The first time I tried Mystic Temple Cedarwood was just after purchasing some at a store of Haight Ashbury in the 90s. At the time this line was by far the best incense I’d ever gotten to try and I spent months doing my best to stock up on all the great scents they had. But like all great incense companies, the change in ingredients meant that all the recipes slowly drifted and changed until a great deal of the Mystic Temple line is more on the same level as, say, the Nitiraj Aromatherapy incenses. Of course Mystic Temple’s line is much larger so there are still plenty of really great incenses to check out, but I’m always hesitant in reviewing them because I feel like the recipes could have changed since my batch. This sampling of five incenses really only relates to what I still have and haven’t reviewed yet.

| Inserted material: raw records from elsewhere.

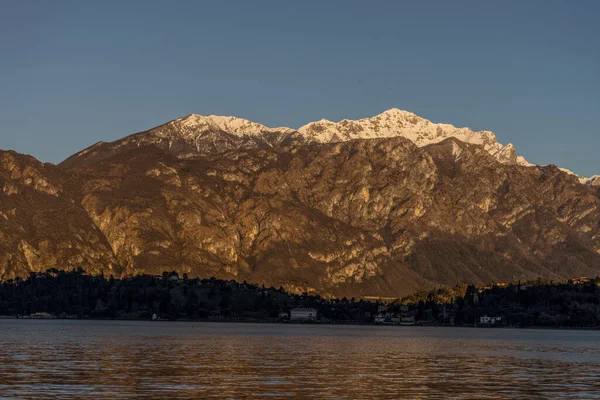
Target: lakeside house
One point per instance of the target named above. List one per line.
(303, 314)
(485, 320)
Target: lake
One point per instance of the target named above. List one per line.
(115, 359)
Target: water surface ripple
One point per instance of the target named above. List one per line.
(112, 359)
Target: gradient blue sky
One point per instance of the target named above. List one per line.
(76, 72)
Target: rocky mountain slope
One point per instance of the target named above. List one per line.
(317, 209)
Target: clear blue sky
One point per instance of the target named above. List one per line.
(76, 72)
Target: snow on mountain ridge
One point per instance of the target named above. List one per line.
(391, 123)
(233, 125)
(422, 132)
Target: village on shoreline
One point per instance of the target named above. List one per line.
(74, 295)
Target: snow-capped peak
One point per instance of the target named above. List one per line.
(422, 132)
(391, 123)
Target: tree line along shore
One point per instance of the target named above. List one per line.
(76, 295)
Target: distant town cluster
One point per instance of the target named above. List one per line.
(74, 294)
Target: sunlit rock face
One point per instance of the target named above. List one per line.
(41, 224)
(347, 209)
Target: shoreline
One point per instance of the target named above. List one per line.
(303, 323)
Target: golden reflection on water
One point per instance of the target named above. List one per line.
(111, 359)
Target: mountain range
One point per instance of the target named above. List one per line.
(381, 206)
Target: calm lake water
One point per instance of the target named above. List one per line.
(111, 359)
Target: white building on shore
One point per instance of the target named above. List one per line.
(303, 314)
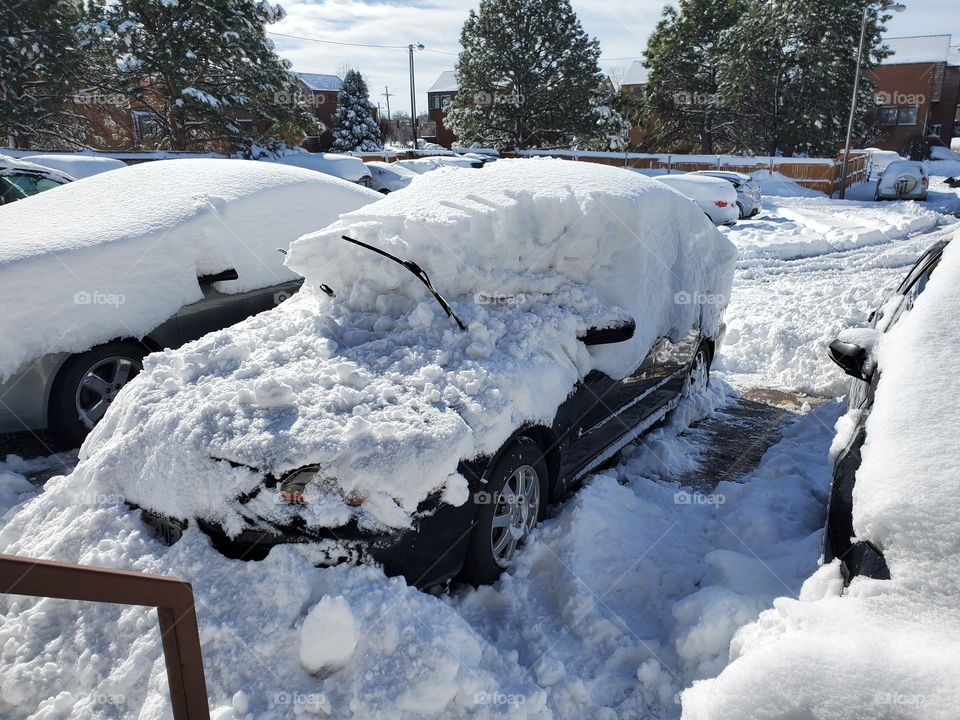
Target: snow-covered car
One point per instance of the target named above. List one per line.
(459, 357)
(20, 179)
(77, 166)
(749, 199)
(855, 351)
(903, 180)
(346, 167)
(389, 177)
(716, 198)
(135, 260)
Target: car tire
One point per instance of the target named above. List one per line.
(87, 384)
(501, 525)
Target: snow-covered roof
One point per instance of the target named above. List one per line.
(447, 82)
(917, 49)
(636, 74)
(321, 82)
(121, 251)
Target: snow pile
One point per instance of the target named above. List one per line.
(120, 252)
(623, 599)
(76, 166)
(376, 384)
(773, 183)
(886, 648)
(796, 227)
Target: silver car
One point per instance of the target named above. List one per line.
(51, 380)
(749, 199)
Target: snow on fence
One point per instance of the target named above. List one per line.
(821, 174)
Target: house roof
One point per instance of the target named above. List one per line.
(447, 82)
(319, 81)
(636, 74)
(917, 49)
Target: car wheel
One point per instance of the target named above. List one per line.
(87, 384)
(514, 502)
(698, 377)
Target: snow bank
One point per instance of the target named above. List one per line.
(120, 252)
(886, 648)
(797, 227)
(377, 384)
(76, 166)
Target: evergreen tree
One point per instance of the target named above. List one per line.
(204, 68)
(527, 76)
(683, 55)
(38, 60)
(354, 127)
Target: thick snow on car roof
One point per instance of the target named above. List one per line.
(376, 385)
(120, 252)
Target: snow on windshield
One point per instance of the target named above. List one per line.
(120, 252)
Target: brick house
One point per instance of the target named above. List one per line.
(918, 92)
(320, 93)
(438, 97)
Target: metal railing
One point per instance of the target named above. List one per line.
(173, 599)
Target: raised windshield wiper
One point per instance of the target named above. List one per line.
(418, 272)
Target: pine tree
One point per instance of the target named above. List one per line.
(527, 76)
(38, 62)
(683, 55)
(204, 68)
(354, 127)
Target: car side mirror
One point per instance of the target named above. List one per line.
(851, 358)
(619, 332)
(228, 274)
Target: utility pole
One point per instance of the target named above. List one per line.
(388, 95)
(413, 93)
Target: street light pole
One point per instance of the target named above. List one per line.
(856, 88)
(413, 93)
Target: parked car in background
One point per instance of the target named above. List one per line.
(903, 180)
(20, 179)
(378, 416)
(140, 259)
(389, 177)
(749, 199)
(76, 165)
(717, 198)
(346, 167)
(855, 352)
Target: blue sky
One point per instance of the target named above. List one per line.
(622, 26)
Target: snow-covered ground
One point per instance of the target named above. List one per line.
(631, 591)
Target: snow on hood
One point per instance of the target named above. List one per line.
(377, 386)
(120, 252)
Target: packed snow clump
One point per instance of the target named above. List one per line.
(118, 253)
(376, 385)
(882, 648)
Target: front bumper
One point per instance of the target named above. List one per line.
(430, 553)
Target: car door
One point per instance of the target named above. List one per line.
(218, 310)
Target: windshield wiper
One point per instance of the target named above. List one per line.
(418, 272)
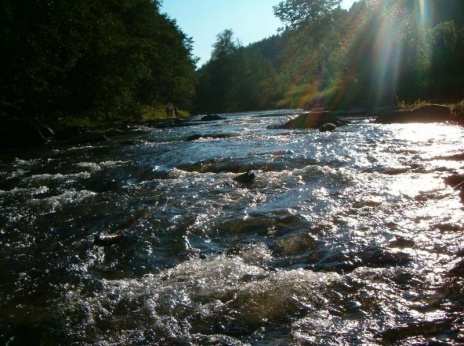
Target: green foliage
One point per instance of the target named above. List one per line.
(91, 57)
(375, 54)
(297, 12)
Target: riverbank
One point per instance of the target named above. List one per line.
(18, 133)
(422, 112)
(349, 235)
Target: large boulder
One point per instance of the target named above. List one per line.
(316, 120)
(424, 114)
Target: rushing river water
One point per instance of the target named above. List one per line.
(344, 238)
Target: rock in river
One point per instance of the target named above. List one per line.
(246, 178)
(108, 239)
(212, 117)
(328, 127)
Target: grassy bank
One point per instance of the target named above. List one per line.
(146, 115)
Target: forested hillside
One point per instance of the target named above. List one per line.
(102, 58)
(375, 54)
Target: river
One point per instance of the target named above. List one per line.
(344, 238)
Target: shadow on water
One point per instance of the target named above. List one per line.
(350, 237)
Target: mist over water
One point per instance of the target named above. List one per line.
(344, 237)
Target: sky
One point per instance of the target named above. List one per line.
(250, 20)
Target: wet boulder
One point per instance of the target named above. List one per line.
(455, 180)
(424, 114)
(294, 243)
(316, 120)
(327, 127)
(212, 117)
(246, 178)
(104, 240)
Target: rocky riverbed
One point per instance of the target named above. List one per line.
(154, 237)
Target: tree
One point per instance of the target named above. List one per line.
(297, 12)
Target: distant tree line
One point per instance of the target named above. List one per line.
(375, 54)
(103, 58)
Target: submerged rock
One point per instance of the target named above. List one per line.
(212, 117)
(425, 114)
(108, 239)
(246, 178)
(328, 127)
(322, 120)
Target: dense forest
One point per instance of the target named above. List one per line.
(115, 59)
(105, 59)
(375, 54)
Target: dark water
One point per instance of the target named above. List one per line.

Agarwood is a comparatively newer scent, and it’s so close in aroma to the Pure Incense Absolute Agarwood that one might assume the Mystic Temple is also Madhavadas family sourced. In fact it’s so exact, I’ll just refer you to that review. I’d only add the caveat that it might not be quite at the Absolute level (some of those faint and neat camphorish touches aren’t in this one), but it’s still quite close.
The Cedarwood of a decade or so ago was a green stick, the current version is brown. Where the old version had a bewitching, sweet and Himalayan cedarwood oil, much higher quality than any current cedarwood I could mention, this version is dull, more in the pencil wood direction, and rough, like it has a lot of cheap benzoin in it. In fact it’s almost more loban-like than cedar-like. It’s not unpleasant but if you want this style check out Pure-Incense in this case.
The Chandan Champa really surprised me upon revisiting it, my previous impression was that it was fairly generic. It has a superb sandalwood oil on top and it makes the incense. It had the crystally high end scent of old mountain wood on top of a basic champa aroma and it works nicely. Curious to see if this is the same as it has been a while since I bought this (and it’s aged really nicely, something I can say for several MT incenses). Anyway this is well worth investing in, in fact I can’t think of another sandalwood heavy champa with so true an oil. But beware, as times have changed.
Mystic Temple’s Frankincense is the standard Indian frankincense masala, also possibly Madhavadas sources. So this review is still close enough to be true. It has the usual cocoa/chocolate notes this type of masala usually exhibits and a frankincense that’s nice but not quite like the resin itself. Anyway this is virtually interchangeable with Triloka, the Pure Incense and others I’m not remembering at the moment.
The Patchouli Champa used to be a very distinctive champa but for some reason it also has been switched out with a lesser incense in the last decade or so. The scent used to have a really strong patchouli component with a slightly burned-like tinge to it. Here it seems missing or fading and it exhibits that almost crayon-like scent some synthetic champa incenses have. There even seems to be little in the way of patchouli in it at all, unless they were going for a lighter scent. Unfortunately there’s something off about this one now, the smoke seems astringent, as if synthetic elements are at work, and the aroma has little personality.